My bag gets heavy. I’m hungry. But I keep looking and digging, walking farther into the market until I come out the other side. The antiques stalls give way to junksters again. I pick through their offerings, turning up a red crystal necklace, a candy tin.

And then I’m at the end of it and there’s just one last dealer to visit—a skinny guy with a ponytail. He’s eating a gyro with one hand. Pulling stuff out of a rusty Citroën with the other. He looks like he just arrived. He’s wearing a long, grimy velvet jacket with a hoodie under it. The hoodie has the outline of a city on it. I ♥ ORLÉANS, it says.

There’s a box of old jewelry out on the sidewalk. I start pawing through it. He squats down next to me and smiles. His teeth are in bad shape. There are bruises between his fingers. His eyes have a glazy, unfocused look. He looks around, then pulls a bone out of his jacket.

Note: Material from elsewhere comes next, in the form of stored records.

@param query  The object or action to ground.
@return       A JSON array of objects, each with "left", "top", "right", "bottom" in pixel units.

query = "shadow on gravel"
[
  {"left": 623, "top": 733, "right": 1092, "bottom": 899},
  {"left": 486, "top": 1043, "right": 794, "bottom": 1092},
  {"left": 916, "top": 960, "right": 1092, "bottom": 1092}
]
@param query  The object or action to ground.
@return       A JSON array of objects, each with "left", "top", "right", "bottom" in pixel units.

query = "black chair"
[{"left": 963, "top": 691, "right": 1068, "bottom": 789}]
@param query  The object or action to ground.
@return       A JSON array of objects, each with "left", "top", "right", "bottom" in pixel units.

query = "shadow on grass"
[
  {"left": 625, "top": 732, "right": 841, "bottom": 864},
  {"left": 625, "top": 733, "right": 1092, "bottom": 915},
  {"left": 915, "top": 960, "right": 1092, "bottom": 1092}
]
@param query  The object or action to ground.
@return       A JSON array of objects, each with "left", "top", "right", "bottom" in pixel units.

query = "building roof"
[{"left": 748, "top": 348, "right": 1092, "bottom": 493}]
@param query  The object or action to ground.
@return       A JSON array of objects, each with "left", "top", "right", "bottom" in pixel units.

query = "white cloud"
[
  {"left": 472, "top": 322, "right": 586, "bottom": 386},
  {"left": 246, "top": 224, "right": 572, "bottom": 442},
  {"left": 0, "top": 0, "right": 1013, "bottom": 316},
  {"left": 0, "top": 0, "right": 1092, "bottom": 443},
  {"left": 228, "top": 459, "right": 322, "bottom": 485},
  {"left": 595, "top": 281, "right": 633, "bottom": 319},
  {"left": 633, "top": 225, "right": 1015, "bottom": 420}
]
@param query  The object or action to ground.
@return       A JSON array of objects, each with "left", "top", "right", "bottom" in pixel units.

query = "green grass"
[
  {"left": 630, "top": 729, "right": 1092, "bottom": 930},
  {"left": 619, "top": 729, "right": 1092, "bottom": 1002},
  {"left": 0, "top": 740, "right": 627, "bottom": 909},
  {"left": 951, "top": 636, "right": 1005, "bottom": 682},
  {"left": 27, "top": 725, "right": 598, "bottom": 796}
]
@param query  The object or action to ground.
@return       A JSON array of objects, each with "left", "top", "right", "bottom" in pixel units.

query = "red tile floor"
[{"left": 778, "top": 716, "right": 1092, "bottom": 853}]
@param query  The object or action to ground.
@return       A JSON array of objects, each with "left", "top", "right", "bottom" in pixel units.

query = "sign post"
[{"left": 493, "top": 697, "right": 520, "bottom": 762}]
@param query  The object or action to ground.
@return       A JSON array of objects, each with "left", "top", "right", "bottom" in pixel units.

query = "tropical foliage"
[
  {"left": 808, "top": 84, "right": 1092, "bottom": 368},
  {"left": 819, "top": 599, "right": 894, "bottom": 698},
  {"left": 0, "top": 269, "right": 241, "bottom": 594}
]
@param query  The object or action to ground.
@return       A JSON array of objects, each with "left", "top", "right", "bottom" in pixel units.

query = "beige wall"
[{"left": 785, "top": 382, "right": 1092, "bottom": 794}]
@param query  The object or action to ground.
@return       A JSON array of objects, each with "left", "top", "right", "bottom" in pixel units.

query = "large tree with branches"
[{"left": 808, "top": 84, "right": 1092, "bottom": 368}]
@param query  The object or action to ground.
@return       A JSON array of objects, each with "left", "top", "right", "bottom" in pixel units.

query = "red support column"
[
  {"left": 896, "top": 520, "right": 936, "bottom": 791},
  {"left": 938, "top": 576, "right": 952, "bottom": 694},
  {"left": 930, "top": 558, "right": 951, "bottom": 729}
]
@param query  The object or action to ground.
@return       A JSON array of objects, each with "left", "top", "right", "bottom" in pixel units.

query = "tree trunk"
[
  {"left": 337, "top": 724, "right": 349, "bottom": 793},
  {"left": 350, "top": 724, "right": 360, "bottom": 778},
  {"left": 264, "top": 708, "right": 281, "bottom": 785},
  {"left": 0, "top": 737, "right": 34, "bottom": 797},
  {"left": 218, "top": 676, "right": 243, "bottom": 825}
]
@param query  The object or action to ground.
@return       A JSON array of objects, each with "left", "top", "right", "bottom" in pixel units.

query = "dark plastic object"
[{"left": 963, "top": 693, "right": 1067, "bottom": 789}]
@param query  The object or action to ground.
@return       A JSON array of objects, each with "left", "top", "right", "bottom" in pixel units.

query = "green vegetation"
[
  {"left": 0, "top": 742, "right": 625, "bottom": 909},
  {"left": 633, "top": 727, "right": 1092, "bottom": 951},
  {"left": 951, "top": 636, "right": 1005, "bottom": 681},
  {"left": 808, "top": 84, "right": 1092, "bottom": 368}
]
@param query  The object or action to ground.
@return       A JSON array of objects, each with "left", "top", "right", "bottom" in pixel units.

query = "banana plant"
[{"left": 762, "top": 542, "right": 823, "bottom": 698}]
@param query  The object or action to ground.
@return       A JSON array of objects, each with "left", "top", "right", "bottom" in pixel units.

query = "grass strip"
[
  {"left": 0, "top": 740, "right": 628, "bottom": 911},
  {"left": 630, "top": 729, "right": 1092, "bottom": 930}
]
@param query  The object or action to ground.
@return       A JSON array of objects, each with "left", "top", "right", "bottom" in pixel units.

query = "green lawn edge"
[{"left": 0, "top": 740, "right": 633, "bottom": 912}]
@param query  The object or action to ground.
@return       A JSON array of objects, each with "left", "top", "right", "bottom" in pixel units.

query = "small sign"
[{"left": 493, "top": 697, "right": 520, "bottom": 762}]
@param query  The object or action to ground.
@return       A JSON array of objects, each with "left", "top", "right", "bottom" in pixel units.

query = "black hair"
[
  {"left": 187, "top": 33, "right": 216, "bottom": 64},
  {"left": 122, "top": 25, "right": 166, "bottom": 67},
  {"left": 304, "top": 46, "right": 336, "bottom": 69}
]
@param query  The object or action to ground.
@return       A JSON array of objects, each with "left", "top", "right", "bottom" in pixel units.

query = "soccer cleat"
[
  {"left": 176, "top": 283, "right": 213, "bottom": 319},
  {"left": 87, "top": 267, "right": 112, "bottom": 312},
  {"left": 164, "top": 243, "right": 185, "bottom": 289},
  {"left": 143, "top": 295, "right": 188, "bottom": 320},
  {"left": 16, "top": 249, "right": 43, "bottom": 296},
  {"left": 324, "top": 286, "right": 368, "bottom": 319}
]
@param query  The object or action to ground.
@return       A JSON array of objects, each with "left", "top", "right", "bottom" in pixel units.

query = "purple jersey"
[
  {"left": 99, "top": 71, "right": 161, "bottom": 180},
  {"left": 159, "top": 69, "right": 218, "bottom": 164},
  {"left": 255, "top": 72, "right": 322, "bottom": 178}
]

“I got it from the catacombs,” he tells me. “It’s a leg. Very old. You want it? Twenty euros. I have ribs, too. Ten euros. And skulls. They’re fifty.”

“Um, no thanks.”

I hope he’ll go back to his boxes, but he doesn’t. Coldplay’s on the radio. He starts singing along with Chris. One minute I held the key, next the walls were closed on me, and I discovered that my castles stand, upon pillars of salt and pillars of sand …

He wipes his nose on his sleeve, and says, “Could be Louis XVI singing that. Or maybe just his head. Since they cut it off.”

“Could be,” I say, moving away from him a little.

“The head knows it’s been cut off. For a few seconds. Ten, maybe fifteen. It’s true. A doctor made experiments back in 1905. He picked up the head of a guillotined man immediately after it had been severed and called his name.